The costs for staging the Games (£2 billion) are funded from the private sector by a combination of sponsorship, merchandising, ticketing and broadcast rights. This budget is raised and managed by the London 2012 Organising Committee. According to Games organisers, the funding for this budget broadly breaks down as:
- 64% from Central Government;
- 23% from National Lottery
- 13% from the Mayor of London and the London Development Agency

On 18 August 2007 The Belfast Telegraph reported that jubilation over winning the right to stage the Olympic Games was becoming more muted as realisation dawns on the public of the enormous costs involved in creating facilities for the athletes. Grassroot sport cuts will fund the Olympics, government figures suggested on 19 August 2007.

In November 2007, Edward Leigh MP, criticised the organisers for significantly underestimating the cost of staging the games, suggesting they had either "acted in bad faith or were incompetent".

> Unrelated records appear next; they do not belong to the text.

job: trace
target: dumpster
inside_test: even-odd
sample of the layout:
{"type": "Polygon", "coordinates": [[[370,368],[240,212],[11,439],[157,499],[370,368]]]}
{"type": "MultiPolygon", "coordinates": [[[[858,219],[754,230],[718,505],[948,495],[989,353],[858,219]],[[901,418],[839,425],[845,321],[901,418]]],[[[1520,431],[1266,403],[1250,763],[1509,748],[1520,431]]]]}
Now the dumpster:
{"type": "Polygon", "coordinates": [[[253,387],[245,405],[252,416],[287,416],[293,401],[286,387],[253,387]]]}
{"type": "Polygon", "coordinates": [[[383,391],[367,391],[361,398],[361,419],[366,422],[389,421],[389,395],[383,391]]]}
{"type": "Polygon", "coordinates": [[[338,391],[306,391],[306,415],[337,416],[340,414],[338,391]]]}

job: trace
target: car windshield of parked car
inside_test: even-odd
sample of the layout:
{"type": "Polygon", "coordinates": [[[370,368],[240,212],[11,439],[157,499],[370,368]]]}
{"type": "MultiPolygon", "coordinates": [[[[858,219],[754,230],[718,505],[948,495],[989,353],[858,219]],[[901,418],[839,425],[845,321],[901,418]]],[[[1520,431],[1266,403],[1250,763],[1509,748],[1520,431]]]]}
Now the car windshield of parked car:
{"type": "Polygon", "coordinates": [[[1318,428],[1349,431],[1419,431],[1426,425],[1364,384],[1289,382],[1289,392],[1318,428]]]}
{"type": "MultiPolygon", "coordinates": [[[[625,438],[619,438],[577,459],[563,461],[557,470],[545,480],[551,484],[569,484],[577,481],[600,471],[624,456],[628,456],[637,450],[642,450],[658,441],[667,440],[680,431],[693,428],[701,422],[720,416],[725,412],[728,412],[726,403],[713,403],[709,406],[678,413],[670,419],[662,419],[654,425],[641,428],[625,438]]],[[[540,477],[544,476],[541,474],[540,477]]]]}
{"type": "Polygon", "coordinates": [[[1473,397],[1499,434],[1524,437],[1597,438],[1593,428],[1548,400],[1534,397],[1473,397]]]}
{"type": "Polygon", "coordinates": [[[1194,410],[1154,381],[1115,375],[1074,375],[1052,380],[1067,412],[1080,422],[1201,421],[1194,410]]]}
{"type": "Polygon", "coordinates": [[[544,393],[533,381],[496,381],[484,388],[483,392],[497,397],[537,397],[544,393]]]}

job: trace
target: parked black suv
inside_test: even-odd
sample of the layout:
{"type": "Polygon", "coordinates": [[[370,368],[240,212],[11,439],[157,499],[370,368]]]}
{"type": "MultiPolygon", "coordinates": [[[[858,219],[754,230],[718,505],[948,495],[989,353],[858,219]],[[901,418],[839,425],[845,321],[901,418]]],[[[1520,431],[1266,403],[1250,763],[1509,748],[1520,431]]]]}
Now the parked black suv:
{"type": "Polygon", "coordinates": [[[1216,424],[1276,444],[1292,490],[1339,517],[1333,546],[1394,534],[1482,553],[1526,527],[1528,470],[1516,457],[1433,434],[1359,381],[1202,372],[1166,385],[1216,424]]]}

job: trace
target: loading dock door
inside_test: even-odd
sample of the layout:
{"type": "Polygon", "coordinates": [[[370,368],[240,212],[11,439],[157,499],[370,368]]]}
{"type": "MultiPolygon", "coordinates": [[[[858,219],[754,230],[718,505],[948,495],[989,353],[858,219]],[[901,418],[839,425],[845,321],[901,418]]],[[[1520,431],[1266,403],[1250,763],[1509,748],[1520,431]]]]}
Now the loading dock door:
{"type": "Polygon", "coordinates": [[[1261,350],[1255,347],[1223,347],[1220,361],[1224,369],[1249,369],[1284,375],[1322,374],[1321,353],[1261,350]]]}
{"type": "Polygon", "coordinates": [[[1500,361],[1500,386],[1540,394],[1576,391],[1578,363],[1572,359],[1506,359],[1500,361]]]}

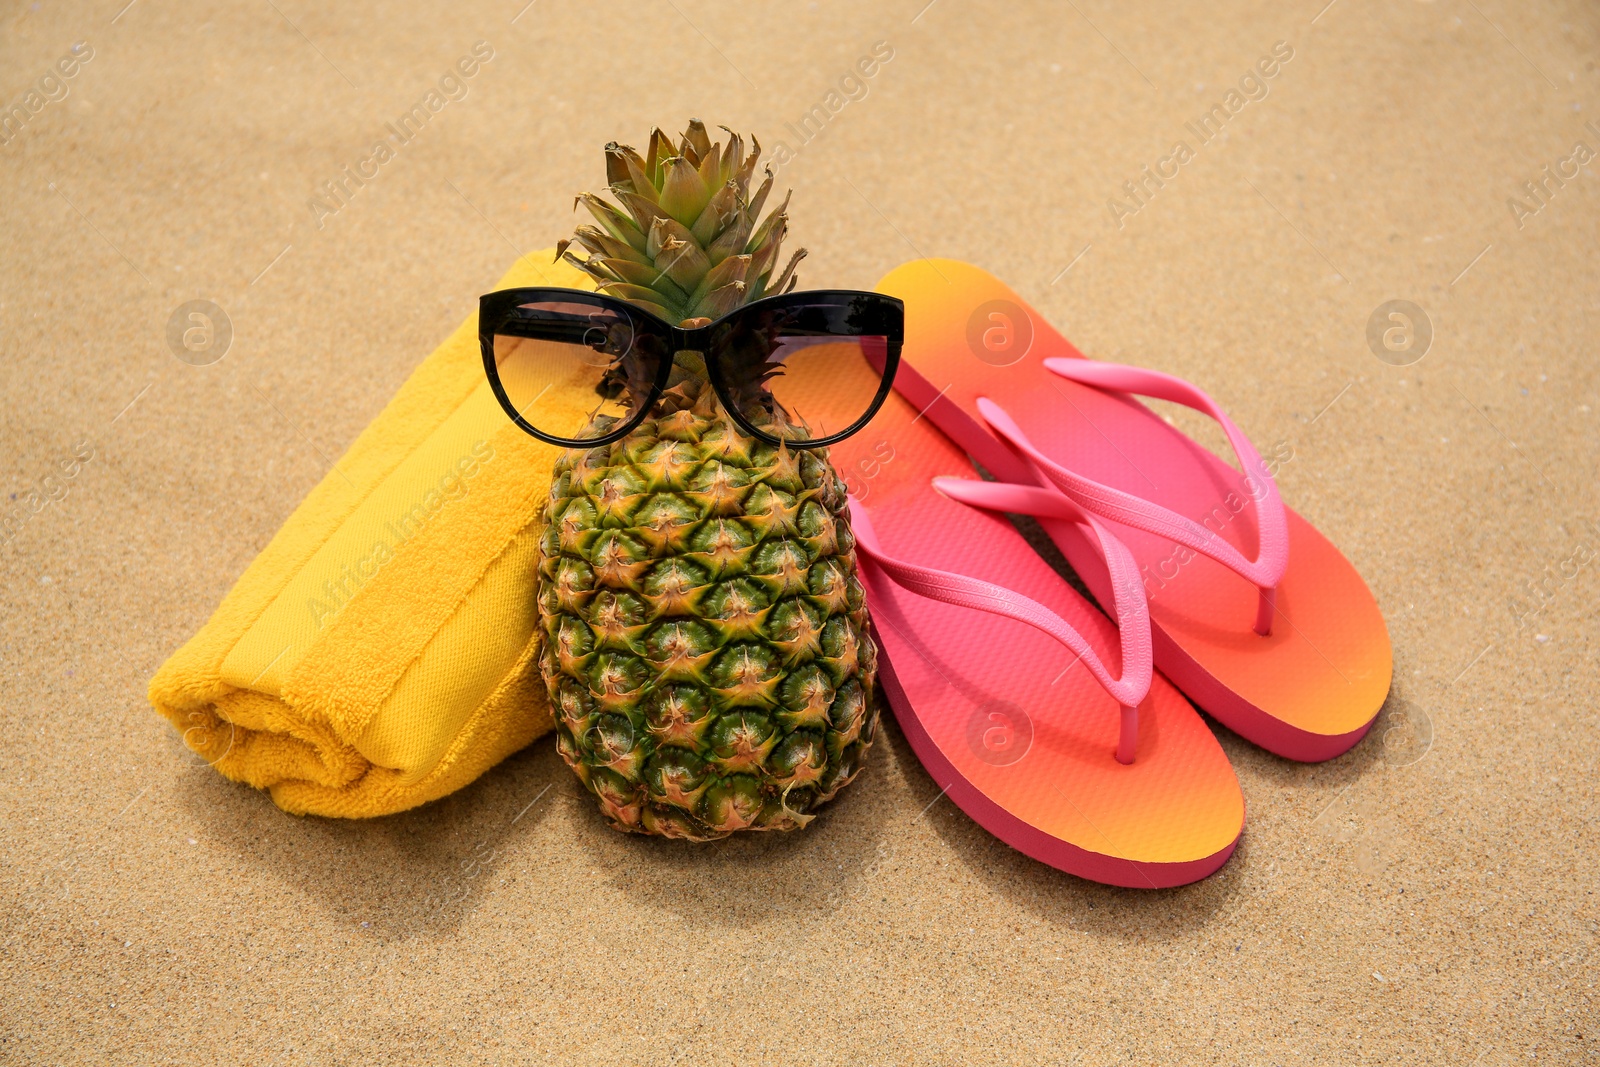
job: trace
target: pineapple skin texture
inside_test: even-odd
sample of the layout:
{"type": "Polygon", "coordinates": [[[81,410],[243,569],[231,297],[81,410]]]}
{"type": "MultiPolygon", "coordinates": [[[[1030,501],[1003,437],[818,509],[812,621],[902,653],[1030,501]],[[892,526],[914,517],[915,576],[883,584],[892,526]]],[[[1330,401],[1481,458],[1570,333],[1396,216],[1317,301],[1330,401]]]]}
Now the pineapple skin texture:
{"type": "Polygon", "coordinates": [[[682,378],[629,436],[557,463],[540,668],[557,748],[619,830],[789,830],[860,770],[877,653],[845,485],[682,378]]]}

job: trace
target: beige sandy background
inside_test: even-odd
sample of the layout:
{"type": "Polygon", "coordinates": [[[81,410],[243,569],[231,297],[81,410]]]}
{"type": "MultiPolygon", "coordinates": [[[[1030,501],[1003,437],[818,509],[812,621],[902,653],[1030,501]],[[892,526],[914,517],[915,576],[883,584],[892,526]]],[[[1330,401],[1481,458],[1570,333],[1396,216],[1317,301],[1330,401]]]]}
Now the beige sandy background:
{"type": "Polygon", "coordinates": [[[0,14],[0,102],[93,51],[0,146],[0,1062],[1600,1059],[1600,161],[1562,163],[1600,151],[1600,11],[524,2],[0,14]],[[308,208],[480,40],[464,99],[308,208]],[[879,41],[801,147],[784,124],[879,41]],[[1184,123],[1279,41],[1201,145],[1184,123]],[[1284,494],[1371,583],[1394,691],[1320,766],[1216,728],[1250,810],[1218,875],[1141,893],[1026,859],[892,721],[811,829],[693,848],[605,829],[548,738],[341,823],[221,780],[150,710],[416,362],[569,231],[601,145],[690,115],[797,150],[804,284],[972,260],[1292,452],[1284,494]],[[1180,140],[1119,228],[1108,199],[1180,140]],[[1580,173],[1533,200],[1547,164],[1580,173]],[[234,331],[207,366],[166,339],[194,299],[234,331]],[[1367,342],[1391,299],[1431,324],[1408,366],[1367,342]]]}

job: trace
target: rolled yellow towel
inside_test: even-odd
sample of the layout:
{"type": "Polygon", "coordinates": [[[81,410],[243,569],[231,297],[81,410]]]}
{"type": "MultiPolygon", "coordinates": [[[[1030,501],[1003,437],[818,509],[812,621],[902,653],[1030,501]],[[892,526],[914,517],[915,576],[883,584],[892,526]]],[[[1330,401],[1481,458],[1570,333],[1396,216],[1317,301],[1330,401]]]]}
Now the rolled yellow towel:
{"type": "MultiPolygon", "coordinates": [[[[593,288],[553,258],[500,288],[593,288]]],[[[466,785],[552,726],[534,582],[558,455],[495,402],[474,313],[156,673],[151,703],[296,814],[386,815],[466,785]]]]}

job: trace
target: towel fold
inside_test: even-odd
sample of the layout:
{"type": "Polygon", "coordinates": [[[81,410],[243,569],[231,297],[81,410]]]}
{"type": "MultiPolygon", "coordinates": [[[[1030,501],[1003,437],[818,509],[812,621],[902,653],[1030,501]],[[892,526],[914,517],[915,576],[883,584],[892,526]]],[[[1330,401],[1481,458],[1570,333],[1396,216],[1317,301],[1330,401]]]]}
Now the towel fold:
{"type": "MultiPolygon", "coordinates": [[[[553,258],[500,288],[593,288],[553,258]]],[[[552,727],[534,583],[559,454],[495,402],[474,313],[156,673],[151,703],[296,814],[386,815],[466,785],[552,727]]]]}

There have, however, been concerns over how the Olympics are to be funded. In February 2008, a London Assembly culture and sport committee report expressed concerns over the funding of the games taking away money from London's sports and arts groups. There have also been complaints that funding towards the Olympics has been to the detriment of funding other areas of the UK. In Wales, there has been criticism from Plaid Cymru about the games depriving Wales of money, by using UK-wide funding rather than English funding. The Wales on Sunday newspaper claimed former UK Prime Minister Tony Blair broke his promise to not use National Lottery funding for the Olympic games.

As at December 2009, the Delivery Authority had allocated £702 million of Programme and Funders' contingency, largely to cover the decisions to publicly fund the Village and Media Centre after it became clear private funding could not be secured on acceptable terms during the 2008 to 2010 economic crisis. According to the Government Olympic Executive and Olympic Delivery Authority risk assessments the remaining £1,270 million contingency is sufficient to manage risks to the Delivery Authority's programme.

Also from May 2010, the Olympic budget will be cut by £27 million as part of the £6.2 billion cuts by the new Conservative-Liberal coalition government.